L’attenzione degli osservatori economici si focalizza quindi sul tasso d’interesse reale, che torna a scendere dopo l’ultima mossa dell’istituto centrale, in un contesto di inflazione pari al 19.6% nel mese di settembre. Per la media del 2021, l’ultimo World Economic Outlook del Fondo Monetario Internazionale prevede un tasso di inflazione al 17%, ed un calo a quota 15% per il 2022. La situazione inflazionistica turca non sembra quindi orientata verso una risoluzione di breve periodo.

Turchia: Prezzi medi al consumo (Var. % in valuta nazionale)
Fonte: Elaborazioni ExportPlanning su dati Fondo Monetario Internazionale.


Secondo quanto dichiarato dalla banca centrale, i motivi di questa scelta risiederebbero nella lotta all’effetto di contrazione dei prestiti commerciali e personali esercitato dagli alti tassi di interesse, che si starebbe rivelando maggiore delle attese.

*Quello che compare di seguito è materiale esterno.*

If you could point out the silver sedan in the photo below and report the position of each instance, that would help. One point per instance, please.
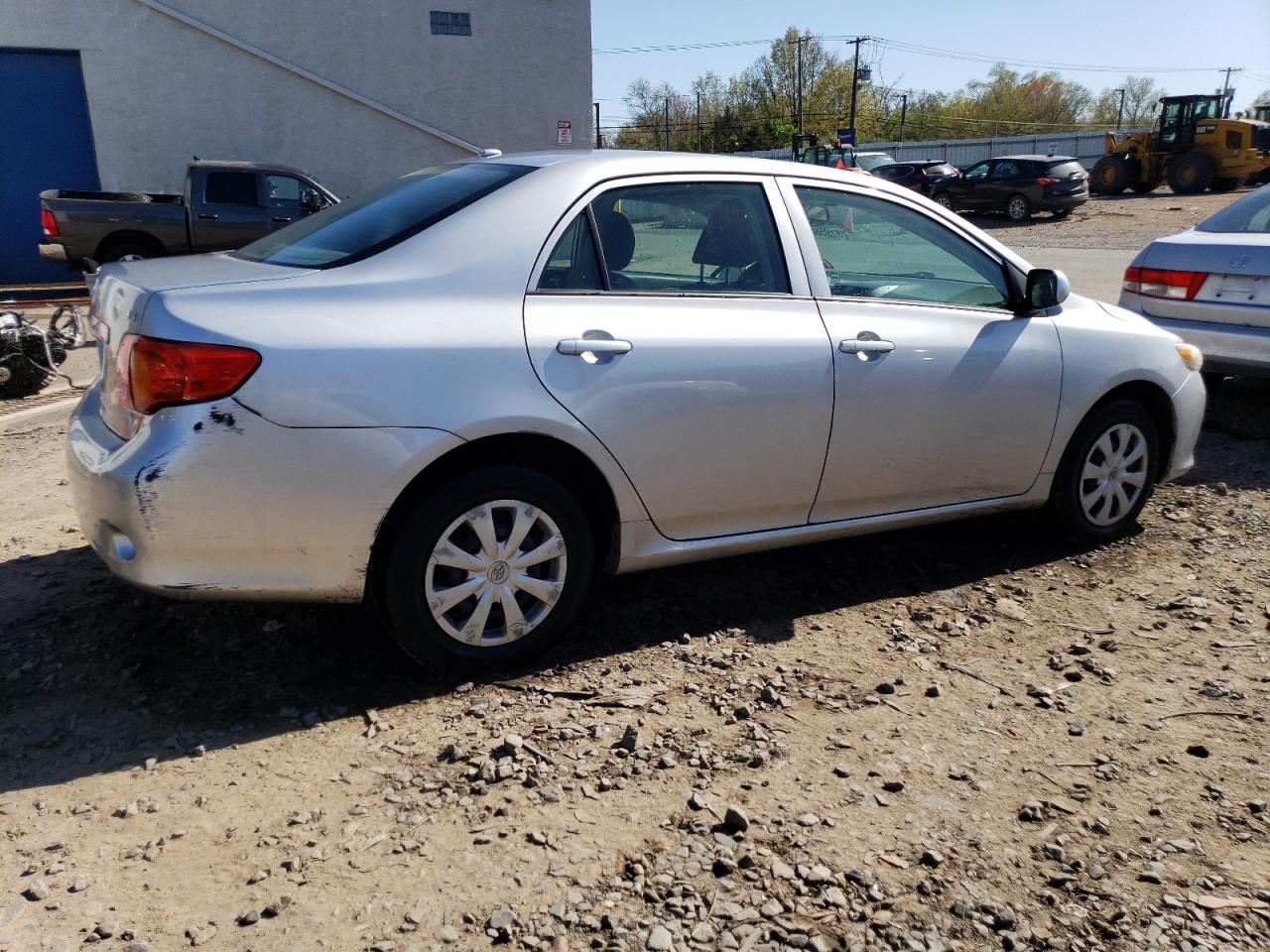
(467, 393)
(1210, 286)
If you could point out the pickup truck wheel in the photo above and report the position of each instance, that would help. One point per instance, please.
(130, 252)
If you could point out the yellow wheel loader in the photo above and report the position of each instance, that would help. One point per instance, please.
(1194, 148)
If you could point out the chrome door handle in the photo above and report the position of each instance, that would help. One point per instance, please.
(576, 347)
(858, 345)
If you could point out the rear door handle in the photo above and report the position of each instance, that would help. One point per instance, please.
(858, 345)
(576, 347)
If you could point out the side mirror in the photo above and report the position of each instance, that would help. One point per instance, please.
(1047, 289)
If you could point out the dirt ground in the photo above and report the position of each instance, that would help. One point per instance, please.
(961, 738)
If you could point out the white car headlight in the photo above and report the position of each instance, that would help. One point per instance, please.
(1192, 356)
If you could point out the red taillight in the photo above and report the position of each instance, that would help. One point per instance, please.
(150, 375)
(1155, 282)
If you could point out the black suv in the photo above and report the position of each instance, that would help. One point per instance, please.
(1017, 185)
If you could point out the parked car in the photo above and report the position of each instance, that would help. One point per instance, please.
(921, 176)
(1017, 185)
(843, 157)
(223, 206)
(468, 391)
(1210, 286)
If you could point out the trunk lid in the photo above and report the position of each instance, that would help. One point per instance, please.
(122, 293)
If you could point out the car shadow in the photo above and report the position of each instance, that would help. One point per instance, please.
(102, 676)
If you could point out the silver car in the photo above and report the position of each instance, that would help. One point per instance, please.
(1210, 286)
(467, 393)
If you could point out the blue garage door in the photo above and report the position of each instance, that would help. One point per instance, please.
(48, 144)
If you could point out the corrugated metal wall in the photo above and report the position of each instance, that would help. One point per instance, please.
(962, 153)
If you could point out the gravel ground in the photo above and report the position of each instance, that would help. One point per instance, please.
(960, 738)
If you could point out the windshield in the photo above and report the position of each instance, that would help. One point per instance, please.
(1251, 213)
(350, 231)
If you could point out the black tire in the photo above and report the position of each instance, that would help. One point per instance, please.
(67, 322)
(1191, 175)
(403, 593)
(130, 252)
(1213, 380)
(1070, 485)
(1017, 208)
(1110, 176)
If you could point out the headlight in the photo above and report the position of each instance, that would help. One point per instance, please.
(1192, 356)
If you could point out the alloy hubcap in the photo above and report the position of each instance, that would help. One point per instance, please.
(495, 572)
(1114, 474)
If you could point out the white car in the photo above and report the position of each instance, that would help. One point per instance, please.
(466, 393)
(1210, 286)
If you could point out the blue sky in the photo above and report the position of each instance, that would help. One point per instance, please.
(1151, 39)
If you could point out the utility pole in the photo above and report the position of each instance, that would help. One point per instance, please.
(698, 119)
(855, 80)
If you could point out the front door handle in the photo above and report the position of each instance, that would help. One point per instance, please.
(576, 347)
(861, 345)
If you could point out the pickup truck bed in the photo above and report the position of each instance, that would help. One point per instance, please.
(223, 207)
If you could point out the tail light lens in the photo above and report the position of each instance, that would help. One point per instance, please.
(150, 373)
(1171, 285)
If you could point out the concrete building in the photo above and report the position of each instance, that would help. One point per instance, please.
(119, 94)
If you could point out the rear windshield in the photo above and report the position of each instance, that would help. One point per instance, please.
(1066, 171)
(1251, 213)
(350, 231)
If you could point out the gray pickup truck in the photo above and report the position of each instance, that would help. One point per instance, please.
(223, 207)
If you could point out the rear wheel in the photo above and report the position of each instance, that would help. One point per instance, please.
(1107, 474)
(488, 570)
(1110, 176)
(1191, 175)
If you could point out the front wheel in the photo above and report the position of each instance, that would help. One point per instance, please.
(1107, 474)
(488, 570)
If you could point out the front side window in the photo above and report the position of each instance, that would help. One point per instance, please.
(230, 188)
(694, 238)
(349, 231)
(878, 249)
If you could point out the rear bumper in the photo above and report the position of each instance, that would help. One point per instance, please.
(212, 500)
(1228, 348)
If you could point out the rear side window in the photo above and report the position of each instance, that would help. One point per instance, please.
(572, 264)
(350, 231)
(878, 249)
(697, 238)
(1066, 171)
(230, 188)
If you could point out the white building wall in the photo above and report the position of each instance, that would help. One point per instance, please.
(162, 90)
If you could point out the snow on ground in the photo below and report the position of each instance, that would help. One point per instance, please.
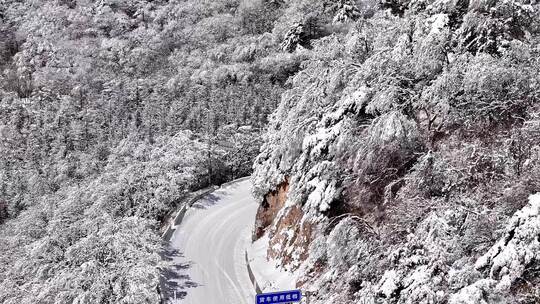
(211, 243)
(211, 240)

L’effetto dell’ultima mossa della TCMB sul tasso di cambio della valuta nazionale è stato quello di un inevitabile ulteriore indebolimento: soltanto negli ultimi due giorni, la lira ha perso il 3.7% del suo valore rispetto al dollaro (e il 16.2% dall’inizio di settembre).


Fuga dal rischio?

Non è però soltanto la lira turca ad essere salita al centro della scena forex nel corso della settimana. Allargando lo sguardo, le valute forti sembrano infatti catturare l’attenzione degli analisti, nonché le preferenze degli investitori.
Guardando al dollaro USA, si nota come la valuta stia attualmente attraversando i suoi momenti di maggiore forza nel corso dell’ultimo anno. Nello specifico, il biglietto verde ha raggiunto un punto di massimo a inizio ottobre, toccando quota 1.15 (USD per EUR), per poi chiudere la settimana a 1.16.


Se il trend del dollaro si lega alle aspettative di un atteso ciclo restrittivo della politica monetaria USA, a livello globale tale dinamica sembrerebbe afferire anche ad un diffuso sentiment di fuga dal rischio. Osservando la recente dinamica dei tassi di cambio rispetto al dollaro, si nota la presenza di un indebolimento in America latina e in diversi paesi dell’Est Europa (Romania, Ungheria, Repubblica Ceca e Polonia), mentre si apprezzano le valute dei paesi nordici europei come la corona svedese, norvegese e la sterlina britannica; stesso trend di rafforzamento anche per il dollaro canadese e australiano.

Last but not least, nel rafforzamento di molteplici valute dei paesi developed non si legge soltanto la ricerca di un porto sicuro. In alcuni casi è infatti necessario citare anche l’attuale questione energetica, ovvero il recente aumento dei prezzi delle commodity, che per alcuni beni hanno superato i livelli antecedenti alla crisi Covid: si pensi ad esempio alle recenti dinamiche di petrolio e gas naturale. Il caso della Russia, paese che non rientra ancora nel cluster degli sviluppati, ma che rappresenta uno dei maggiori esportatori di petrolio su scala mondiale, conferma con il recente rafforzamento della sua valuta il contributo del fattore prezzi alla dinamica dei tassi di cambio.